In fact, Amazon was the beneficiary of just this tactic when HBO agreed to sell old seasons of its hit shows. HBO, called out by Netflix as its biggest rival, has no interest in seeing the leading streamer further pad its subscriber rolls, and aims to thwart Netflix's dominance of the emerging industry. Selling those old shows helps to prop up a Netflix competitor and levels the streaming playing field.

In a different industry, General Motors pulled a similar move with its $500 million investment in Lyft, helping to challenge the leading ride-hailing app Uber. Carmakers may not be able to resist the ride-hailing app revolution, but they can prevent Uber from monopolizing it.

Any day now...

Of all Amazon's competitors, Wal-Mart would seem to have the biggest target on its back. The world's largest retailer pulls in nearly $500 billion in revenue a year, more than four times what Amazon does -- but Wal-Mart's growth has stalled, in large part due to the e-commerce leader. It's begun stepping up investments in e-commerce, and introduced ShippingPass to compete with Amazon Prime. And it's easy to imagine Wal-Mart offering a package that mimics the best-known benefits of Prime. Alphabet would seem like a natural ally, as both companies consider Amazon their top competitor.

Through Google Express, Alphabet has already partnered with brick-and-mortar retailers to offer a competing service to Prime Now, with one-hour deliveries in select cities. 

Another of Amazon's advantages, its Marketplace, has also gone mostly unchallenged. Amazon's army of third-party sellers has given it a leg up in a number of ways, expanding the range of its merchandise, and feeding it ideas as the company pilfers from hot-selling items. More than 40% of the items sold on Amazon now come from third-party vendors, but brick-and-mortar players have stood still while Amazon builds an e-commerce fortress. 

Wal-Mart launched its own Marketplace in 2009, but only had six merchants until 2014, rendering the platform essentially useless. That hesitance contrasts markedly with Amazon, which regularly hurls itself headlong into new ideas and new markets.  Now Wal-Mart finally seems ready to ramp up its Marketplace, as the channel saw 65% growth in the fourth quarter of 2015, and it's currently working with ChannelAdvisor to recruit new merchants.

Vendors, meanwhile, are hungry for a competing outlet to loosen Amazon's grip on e-commerce. In a recent Wall Street Journal article, some likened working with Amazon to a "deal with the devil." Many complained about the fees Amazon charges (which generally range from 8% to 15%), not to mention competing with Amazon itself while becoming dependent on it.

Wal-Mart would seem to be in an ideal position to challenge such an order. Adding third-party sellers may be the best way to fuel its e-commerce growth, which slowed last quarter to just 7%. A consortium such as the Merchant Customer Exchange, which is developing mobile payment for a group of major brick-and-mortar retailers, could also set up such a marketplace where small businesses could sell their goods free of direct competition from the host. Such a move would be similar to Hulu, the joint venture launched by major broadcasters to give them a stake in the streaming game and resist Netflix's ambitions.

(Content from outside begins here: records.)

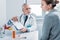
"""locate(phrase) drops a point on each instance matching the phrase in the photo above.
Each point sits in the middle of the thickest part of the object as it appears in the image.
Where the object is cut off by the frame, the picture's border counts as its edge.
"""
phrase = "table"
(23, 36)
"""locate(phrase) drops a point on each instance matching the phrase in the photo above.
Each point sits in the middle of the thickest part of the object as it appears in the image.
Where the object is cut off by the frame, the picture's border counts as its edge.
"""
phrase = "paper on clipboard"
(18, 25)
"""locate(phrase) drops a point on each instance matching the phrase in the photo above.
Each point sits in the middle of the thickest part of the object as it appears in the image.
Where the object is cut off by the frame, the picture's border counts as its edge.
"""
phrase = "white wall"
(13, 8)
(33, 1)
(2, 12)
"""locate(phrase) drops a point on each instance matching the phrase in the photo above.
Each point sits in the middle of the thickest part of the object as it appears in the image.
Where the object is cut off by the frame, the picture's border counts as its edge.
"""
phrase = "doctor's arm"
(33, 25)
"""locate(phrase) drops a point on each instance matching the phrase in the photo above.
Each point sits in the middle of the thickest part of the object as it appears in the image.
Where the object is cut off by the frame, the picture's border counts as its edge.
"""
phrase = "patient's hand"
(15, 19)
(23, 30)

There are myriad possibilities for such a combination, and Amazon's growing market power will only make it more necessary.  

Amazon's advantages have become self-evident, but the brick-and-mortar players aren't going to cave without a fight. Expect some combination of retailers, merchants, and other rivals to begin resisting Amazon's monopolistic ambitions in more deliberate ways. Their very survival could depend on it.